This work addresses the limitation of current large language models in agent training, which rely heavily on imitation learning and lack the capacity for autonomous evaluation and reflection on action quality. The authors propose a novel reinforcement learning paradigm that leverages an action contrastive judgment task—where the model identifies superior actions among multiple candidates—and uses the accuracy of these judgments as a reward signal to intrinsically cultivate self-reflection and reasoning capabilities. Notably, this approach requires no additional reflection annotations or specialized reasoning data, thereby overcoming key constraints of conventional imitation learning and reflection-based knowledge distillation. Experimental results demonstrate consistent improvements, with average gains of 5.07, 4.62, and 2.42 points over imitation learning, standard reinforcement learning, and knowledge distillation baselines, respectively, across three agent benchmarks. The method also exhibits enhanced generalization on out-of-distribution and general reasoning tasks.

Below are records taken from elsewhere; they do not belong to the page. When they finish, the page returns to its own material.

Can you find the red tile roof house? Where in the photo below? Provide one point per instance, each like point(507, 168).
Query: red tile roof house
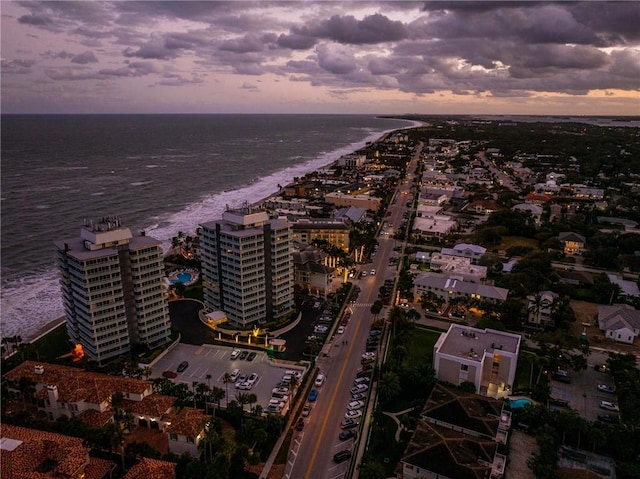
point(73, 392)
point(186, 430)
point(30, 453)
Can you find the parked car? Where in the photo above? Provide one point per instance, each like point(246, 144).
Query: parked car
point(348, 423)
point(610, 418)
point(182, 366)
point(341, 456)
point(360, 388)
point(606, 388)
point(353, 414)
point(609, 406)
point(347, 434)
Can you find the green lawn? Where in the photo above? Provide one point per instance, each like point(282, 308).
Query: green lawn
point(420, 348)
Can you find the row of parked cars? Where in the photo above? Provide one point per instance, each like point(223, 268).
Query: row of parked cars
point(359, 393)
point(280, 394)
point(241, 354)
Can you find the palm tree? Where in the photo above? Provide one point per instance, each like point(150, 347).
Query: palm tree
point(242, 398)
point(216, 395)
point(251, 400)
point(226, 379)
point(389, 385)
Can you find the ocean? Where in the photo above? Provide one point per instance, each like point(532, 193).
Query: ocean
point(159, 173)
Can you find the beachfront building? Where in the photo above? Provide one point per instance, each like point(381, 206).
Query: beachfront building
point(485, 357)
point(247, 266)
point(335, 232)
point(360, 201)
point(112, 289)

Training large language models (LLMs) as autonomous agents often begins with imitation learning, but it only teaches agents what to do without understanding why: agents never contrast successful actions against suboptimal alternatives and thus lack awareness of action quality. Recent approaches attempt to address this by introducing self-reflection supervision derived from contrasts between expert and alternative actions. However, the training paradigm fundamentally remains imitation learning: the model imitates pre-constructed reflection text rather than learning to reason autonomously. We propose Agentic Critical Training (ACT), a reinforcement learning paradigm that trains agents to identify the better action among alternatives. By rewarding whether the model's judgment is correct, ACT drives the model to autonomously develop reasoning about action quality, producing genuine self-reflection rather than imitating it. Across three challenging agent benchmarks, ACT consistently improves agent performance when combined with different post-training methods. It achieves an average improvement of 5.07 points over imitation learning and 4.62 points over reinforcement learning. Compared to approaches that inject reflection capability through knowledge distillation, ACT also demonstrates clear advantages, yielding an average improvement of 2.42 points. Moreover, ACT enables strong out-of-distribution generalization on agentic benchmarks and improves performance on general reasoning benchmarks without any reasoning-specific training data, highlighting the value of our method. These results suggest that ACT is a promising path toward developing more reflective and capable LLM agents.